Remove query parameters from callback_url

[wjordan]

Because query parameter removal is needed for request_phase in addition to build_access_token, this PR overrides the callback_url parameter instead of build_access_token.

Otherwise, the oauth check will fail with the following error if any query parameters are included in the redirected request:

Authentication failure! invalid_credentials: OAuth2::Error, invalid_grant: The provided value for the 'redirect_uri' is not valid. The value must exactly match the redirect URI used to obtain the authorization code.
{"error":"invalid_grant","error_description":"The provided value for the 'redirect_uri' is not valid. The value must exactly match the redirect URI used to obtain the authorization code."}

[coveralls]

Coverage remained the same at 100.0% when pulling afa2753 on wjordan:query_parameter_fix into 2617222 on joel:master.

[coveralls]

Coverage remained the same at 100.0% when pulling afa2753 on wjordan:query_parameter_fix into 2617222 on joel:master.

[coveralls]

Coverage remained the same at 100.0% when pulling afa2753 on wjordan:query_parameter_fix into 2617222 on joel:master.

[joel]

Thanks @wjordan can you add or change test?

[coveralls]

Coverage remained the same at 100.0% when pulling b35a57b on wjordan:query_parameter_fix into 2617222 on joel:master.

[wjordan]

@joel added test, please take a look.

[mrj]

Removing all query parameters from the callback URL removes any way for application parameters to be propagated through the auth. Windows Live OAuth supports using callback URLs with query parameters added to the registered callback URLs, but doesn't seem to support adding application state parameters to authorization code requests. And the alternative of using cookies is more fragile.

I've used the following modification on my Groove Music fork to preserve only the application parameters, allowing the callback parameters to remain the same through the auth:

redirect_uri = URI.parse(callback_url).tap { |uri| uri.query = Rack::Utils.parse_query(uri.query).reject { |k,v| %w(code state).include?(k) }.to_query }.to_s

necessitating requiring 'rack/utils' and 'active_support' in this strategy file.

Perhaps removing the code and state parameters with a regular expression would be more efficient, and definitely wouldn't mess with parameter order, which is important to keep the callback URL matched.

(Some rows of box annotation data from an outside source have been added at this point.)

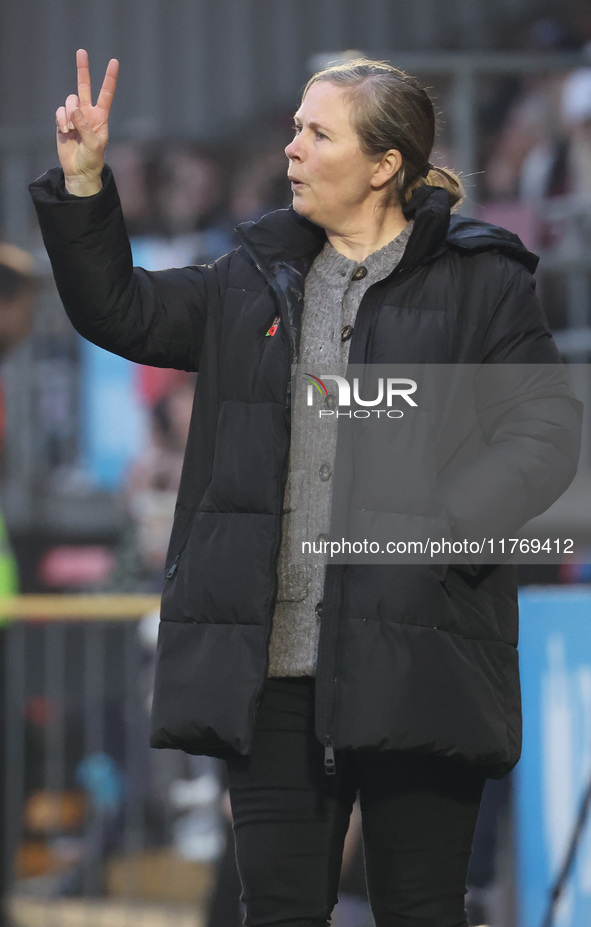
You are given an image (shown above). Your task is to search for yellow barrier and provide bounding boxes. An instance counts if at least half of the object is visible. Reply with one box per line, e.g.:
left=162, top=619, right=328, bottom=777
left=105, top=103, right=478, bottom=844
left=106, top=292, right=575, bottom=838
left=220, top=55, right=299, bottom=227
left=0, top=594, right=160, bottom=621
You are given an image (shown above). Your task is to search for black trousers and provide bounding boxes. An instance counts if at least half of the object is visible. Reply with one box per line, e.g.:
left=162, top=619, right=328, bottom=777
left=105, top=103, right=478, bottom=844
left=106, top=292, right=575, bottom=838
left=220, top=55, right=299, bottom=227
left=228, top=678, right=484, bottom=927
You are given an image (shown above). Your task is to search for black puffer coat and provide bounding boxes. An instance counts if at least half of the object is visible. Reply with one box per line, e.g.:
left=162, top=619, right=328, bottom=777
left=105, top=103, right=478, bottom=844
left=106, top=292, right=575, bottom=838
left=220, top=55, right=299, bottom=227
left=31, top=169, right=579, bottom=775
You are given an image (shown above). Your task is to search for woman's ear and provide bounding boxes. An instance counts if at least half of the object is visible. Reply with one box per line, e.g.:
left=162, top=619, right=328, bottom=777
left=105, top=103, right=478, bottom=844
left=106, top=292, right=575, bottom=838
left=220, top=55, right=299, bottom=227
left=371, top=148, right=402, bottom=190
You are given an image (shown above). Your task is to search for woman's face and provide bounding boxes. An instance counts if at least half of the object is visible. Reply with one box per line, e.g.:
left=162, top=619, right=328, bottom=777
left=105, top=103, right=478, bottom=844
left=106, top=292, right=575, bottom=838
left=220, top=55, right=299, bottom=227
left=285, top=81, right=386, bottom=233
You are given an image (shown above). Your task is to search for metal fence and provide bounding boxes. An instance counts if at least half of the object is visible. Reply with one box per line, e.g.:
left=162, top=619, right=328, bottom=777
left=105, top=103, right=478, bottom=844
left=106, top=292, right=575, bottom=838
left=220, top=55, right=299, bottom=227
left=0, top=596, right=221, bottom=927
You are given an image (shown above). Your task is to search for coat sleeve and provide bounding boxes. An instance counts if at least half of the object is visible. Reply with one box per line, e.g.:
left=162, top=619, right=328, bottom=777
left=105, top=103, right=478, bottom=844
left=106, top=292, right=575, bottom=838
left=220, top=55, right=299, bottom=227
left=30, top=167, right=219, bottom=370
left=438, top=260, right=582, bottom=552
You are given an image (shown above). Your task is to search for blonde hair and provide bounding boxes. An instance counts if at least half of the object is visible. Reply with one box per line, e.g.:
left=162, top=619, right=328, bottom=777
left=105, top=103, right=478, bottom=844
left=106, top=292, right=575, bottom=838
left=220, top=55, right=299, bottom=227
left=302, top=58, right=466, bottom=206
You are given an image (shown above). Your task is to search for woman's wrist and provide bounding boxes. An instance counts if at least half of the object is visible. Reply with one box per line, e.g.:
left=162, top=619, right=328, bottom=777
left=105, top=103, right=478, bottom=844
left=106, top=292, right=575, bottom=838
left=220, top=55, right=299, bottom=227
left=64, top=174, right=103, bottom=196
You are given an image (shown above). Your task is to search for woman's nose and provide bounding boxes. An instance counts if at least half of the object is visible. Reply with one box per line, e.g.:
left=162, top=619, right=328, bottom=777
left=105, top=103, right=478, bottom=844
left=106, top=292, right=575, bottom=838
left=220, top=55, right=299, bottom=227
left=285, top=135, right=300, bottom=161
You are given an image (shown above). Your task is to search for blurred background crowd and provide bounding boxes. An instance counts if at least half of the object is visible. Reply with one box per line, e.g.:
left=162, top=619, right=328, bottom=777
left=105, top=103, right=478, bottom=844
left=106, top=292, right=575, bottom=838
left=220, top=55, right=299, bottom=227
left=0, top=0, right=591, bottom=927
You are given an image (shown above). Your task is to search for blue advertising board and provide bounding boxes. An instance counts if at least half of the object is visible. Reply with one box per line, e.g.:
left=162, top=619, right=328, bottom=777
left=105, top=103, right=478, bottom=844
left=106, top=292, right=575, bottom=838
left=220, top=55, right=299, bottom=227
left=516, top=586, right=591, bottom=927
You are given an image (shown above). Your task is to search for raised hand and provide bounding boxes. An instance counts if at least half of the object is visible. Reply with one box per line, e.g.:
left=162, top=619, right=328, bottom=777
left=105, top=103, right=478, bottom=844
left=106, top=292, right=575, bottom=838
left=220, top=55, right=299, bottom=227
left=55, top=48, right=119, bottom=196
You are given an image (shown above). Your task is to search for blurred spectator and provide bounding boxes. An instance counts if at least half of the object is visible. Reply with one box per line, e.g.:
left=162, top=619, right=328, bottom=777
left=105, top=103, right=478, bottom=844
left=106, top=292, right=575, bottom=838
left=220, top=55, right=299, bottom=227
left=0, top=243, right=37, bottom=927
left=128, top=139, right=233, bottom=270
left=230, top=129, right=291, bottom=225
left=97, top=374, right=195, bottom=592
left=109, top=141, right=156, bottom=238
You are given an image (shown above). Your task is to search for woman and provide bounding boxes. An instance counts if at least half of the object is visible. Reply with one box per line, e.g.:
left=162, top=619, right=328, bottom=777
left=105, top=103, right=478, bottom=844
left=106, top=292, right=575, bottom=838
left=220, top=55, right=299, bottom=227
left=32, top=52, right=578, bottom=927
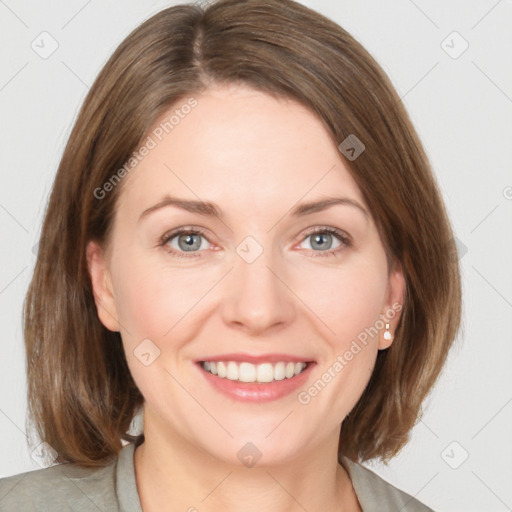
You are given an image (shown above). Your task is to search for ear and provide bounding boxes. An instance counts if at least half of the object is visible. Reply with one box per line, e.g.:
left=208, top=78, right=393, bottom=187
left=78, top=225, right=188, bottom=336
left=86, top=240, right=119, bottom=331
left=379, top=262, right=405, bottom=350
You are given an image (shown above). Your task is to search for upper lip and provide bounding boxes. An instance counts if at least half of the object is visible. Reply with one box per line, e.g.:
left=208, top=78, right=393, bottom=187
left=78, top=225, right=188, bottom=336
left=196, top=352, right=314, bottom=364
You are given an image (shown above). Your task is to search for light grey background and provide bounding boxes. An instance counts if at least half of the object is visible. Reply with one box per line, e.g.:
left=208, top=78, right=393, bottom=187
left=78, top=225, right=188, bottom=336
left=0, top=0, right=512, bottom=512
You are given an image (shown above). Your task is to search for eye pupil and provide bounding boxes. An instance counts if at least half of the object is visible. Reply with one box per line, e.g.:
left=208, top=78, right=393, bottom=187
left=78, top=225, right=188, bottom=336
left=178, top=234, right=201, bottom=251
left=312, top=233, right=332, bottom=249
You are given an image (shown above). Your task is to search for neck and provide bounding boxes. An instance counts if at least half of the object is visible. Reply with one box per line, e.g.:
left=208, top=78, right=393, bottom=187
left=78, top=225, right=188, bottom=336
left=134, top=411, right=361, bottom=512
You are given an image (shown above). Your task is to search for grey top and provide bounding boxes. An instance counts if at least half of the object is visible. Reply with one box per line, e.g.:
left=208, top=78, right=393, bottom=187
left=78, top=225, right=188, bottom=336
left=0, top=443, right=433, bottom=512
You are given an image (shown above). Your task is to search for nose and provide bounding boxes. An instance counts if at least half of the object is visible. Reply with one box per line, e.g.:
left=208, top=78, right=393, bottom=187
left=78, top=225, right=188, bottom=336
left=222, top=244, right=297, bottom=335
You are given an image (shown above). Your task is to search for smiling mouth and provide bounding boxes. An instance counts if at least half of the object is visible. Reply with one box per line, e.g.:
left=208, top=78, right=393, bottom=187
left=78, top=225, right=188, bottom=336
left=199, top=361, right=312, bottom=384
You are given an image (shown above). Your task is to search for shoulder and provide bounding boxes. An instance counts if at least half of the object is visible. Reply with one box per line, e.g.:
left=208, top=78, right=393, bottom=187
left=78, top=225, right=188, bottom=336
left=0, top=454, right=118, bottom=512
left=343, top=457, right=434, bottom=512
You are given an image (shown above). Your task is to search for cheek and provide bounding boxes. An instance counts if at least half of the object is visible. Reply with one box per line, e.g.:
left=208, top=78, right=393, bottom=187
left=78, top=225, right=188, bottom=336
left=299, top=261, right=387, bottom=350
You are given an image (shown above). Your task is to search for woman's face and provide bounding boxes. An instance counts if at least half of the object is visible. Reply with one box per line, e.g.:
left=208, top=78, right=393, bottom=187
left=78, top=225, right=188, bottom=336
left=88, top=86, right=404, bottom=464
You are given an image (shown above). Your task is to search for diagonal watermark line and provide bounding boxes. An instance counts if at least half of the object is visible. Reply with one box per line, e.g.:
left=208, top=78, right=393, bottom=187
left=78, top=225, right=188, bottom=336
left=94, top=295, right=132, bottom=336
left=470, top=204, right=499, bottom=233
left=61, top=0, right=92, bottom=29
left=471, top=60, right=512, bottom=103
left=61, top=60, right=90, bottom=89
left=471, top=0, right=501, bottom=30
left=471, top=470, right=512, bottom=510
left=0, top=473, right=29, bottom=503
left=471, top=398, right=512, bottom=440
left=409, top=0, right=439, bottom=29
left=164, top=368, right=233, bottom=438
left=0, top=203, right=28, bottom=234
left=0, top=63, right=28, bottom=91
left=400, top=61, right=439, bottom=101
left=164, top=267, right=234, bottom=336
left=265, top=470, right=308, bottom=512
left=471, top=265, right=512, bottom=307
left=265, top=409, right=295, bottom=439
left=265, top=265, right=336, bottom=336
left=0, top=0, right=29, bottom=28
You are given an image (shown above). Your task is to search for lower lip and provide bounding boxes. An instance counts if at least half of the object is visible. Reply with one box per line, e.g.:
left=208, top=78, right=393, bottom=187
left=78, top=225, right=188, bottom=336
left=197, top=362, right=315, bottom=402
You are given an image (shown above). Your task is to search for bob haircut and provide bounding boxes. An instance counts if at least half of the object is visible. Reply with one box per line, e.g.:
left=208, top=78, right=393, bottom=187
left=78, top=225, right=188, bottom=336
left=23, top=0, right=461, bottom=467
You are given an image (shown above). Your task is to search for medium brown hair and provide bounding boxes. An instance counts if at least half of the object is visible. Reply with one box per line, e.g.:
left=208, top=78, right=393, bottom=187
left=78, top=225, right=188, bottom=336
left=23, top=0, right=461, bottom=466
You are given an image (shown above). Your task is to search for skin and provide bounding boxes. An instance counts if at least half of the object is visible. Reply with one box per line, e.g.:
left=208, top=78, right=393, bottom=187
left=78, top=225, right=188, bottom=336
left=87, top=85, right=405, bottom=512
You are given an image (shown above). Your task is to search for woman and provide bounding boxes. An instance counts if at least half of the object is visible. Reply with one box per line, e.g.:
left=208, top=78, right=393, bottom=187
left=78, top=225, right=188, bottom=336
left=0, top=0, right=461, bottom=512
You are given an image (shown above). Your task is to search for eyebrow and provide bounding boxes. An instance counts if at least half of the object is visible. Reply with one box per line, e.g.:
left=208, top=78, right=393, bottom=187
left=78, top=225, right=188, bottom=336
left=139, top=195, right=369, bottom=222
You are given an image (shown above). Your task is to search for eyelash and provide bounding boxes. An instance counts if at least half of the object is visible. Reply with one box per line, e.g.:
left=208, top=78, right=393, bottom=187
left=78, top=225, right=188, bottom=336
left=159, top=226, right=352, bottom=258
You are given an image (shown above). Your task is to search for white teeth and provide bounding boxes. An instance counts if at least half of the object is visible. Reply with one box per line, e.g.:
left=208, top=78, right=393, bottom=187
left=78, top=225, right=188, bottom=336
left=202, top=361, right=307, bottom=382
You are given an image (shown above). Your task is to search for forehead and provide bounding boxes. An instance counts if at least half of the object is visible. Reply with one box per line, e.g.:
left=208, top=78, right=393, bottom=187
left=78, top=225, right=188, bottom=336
left=119, top=85, right=364, bottom=215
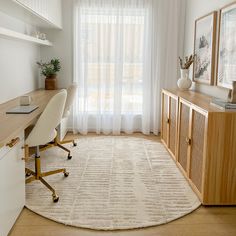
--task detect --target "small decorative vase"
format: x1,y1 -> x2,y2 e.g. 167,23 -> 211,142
45,75 -> 57,90
177,69 -> 192,90
228,81 -> 236,104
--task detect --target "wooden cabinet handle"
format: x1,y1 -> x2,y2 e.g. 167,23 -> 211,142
185,137 -> 192,145
6,137 -> 20,148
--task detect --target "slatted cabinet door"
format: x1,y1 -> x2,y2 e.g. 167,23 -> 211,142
189,108 -> 207,196
177,99 -> 191,176
168,96 -> 178,158
161,93 -> 169,147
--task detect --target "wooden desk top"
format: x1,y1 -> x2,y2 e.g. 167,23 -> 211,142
0,90 -> 60,148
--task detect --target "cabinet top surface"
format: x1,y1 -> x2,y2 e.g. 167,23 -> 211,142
162,89 -> 236,114
0,90 -> 59,148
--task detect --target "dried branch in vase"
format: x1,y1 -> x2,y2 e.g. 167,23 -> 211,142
179,55 -> 195,70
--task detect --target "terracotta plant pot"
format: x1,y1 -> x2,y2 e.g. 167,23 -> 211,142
45,76 -> 57,90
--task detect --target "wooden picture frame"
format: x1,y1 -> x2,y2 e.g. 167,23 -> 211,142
193,11 -> 217,85
216,2 -> 236,89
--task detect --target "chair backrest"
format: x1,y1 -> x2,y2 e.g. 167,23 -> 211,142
63,84 -> 78,118
25,89 -> 67,147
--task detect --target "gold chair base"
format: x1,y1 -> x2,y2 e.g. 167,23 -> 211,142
25,146 -> 69,202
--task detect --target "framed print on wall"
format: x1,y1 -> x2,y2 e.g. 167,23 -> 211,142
193,11 -> 217,85
217,3 -> 236,89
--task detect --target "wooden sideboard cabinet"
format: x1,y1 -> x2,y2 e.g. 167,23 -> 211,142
161,89 -> 236,205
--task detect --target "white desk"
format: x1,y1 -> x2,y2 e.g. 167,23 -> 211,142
0,90 -> 58,236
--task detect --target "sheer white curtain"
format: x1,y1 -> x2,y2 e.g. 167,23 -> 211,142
73,0 -> 184,134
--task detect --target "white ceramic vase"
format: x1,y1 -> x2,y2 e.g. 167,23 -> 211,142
177,69 -> 192,90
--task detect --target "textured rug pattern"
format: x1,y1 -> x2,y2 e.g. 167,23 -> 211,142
26,136 -> 200,230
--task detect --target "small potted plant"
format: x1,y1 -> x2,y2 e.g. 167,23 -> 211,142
37,58 -> 61,90
177,55 -> 195,90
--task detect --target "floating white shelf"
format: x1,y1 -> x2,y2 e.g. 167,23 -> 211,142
0,27 -> 52,46
0,0 -> 62,29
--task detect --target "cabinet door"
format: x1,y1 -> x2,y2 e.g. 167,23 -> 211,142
178,100 -> 190,173
189,109 -> 206,193
161,93 -> 169,146
0,135 -> 25,236
169,97 -> 178,157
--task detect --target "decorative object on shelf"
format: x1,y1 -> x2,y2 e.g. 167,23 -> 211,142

I'd do a PR, but can't yet work out how to do a second fork under the original name.

[joel]

@wjordan and @mrj okay guys, I guess the best options is to put some setting in this gem like that :

you can choose between several options :

• To clean all query params
• Leave all query params
• Provide a list of keys you want to keep
• Provide a list of keys you want to wipe out.

Like that we can cover all cases.

What do you think?

[mrj]

Joel, always removing just the code and state keys from the callback (plus any dangling question mark) should ensure that the callbacks always match, whether or not the callback has app parameters.

[joel]

Well @mrj then give me a PR please

[mrj]

Joel, as I said, a PR is difficult because I already have a very different fork. I'd have to make a fork branch with a restored strategy file.

Really, removing code and state parameters from the callback url should be done by the omniauth-oauth2 gem itself. There are a number of issues there that cover the callback parameters problem, and a change to remove all the query parameters, as was done here, was reversed. One patch attempts to remove just the code and state parameters.

So I'll comment on the most recent issue discussing this.

[joel]

https://rubygems.org/gems/omniauth-windowslive/versions/0.0.12

[mrj]

My comment on this issue at omniauth-oauth2 is here.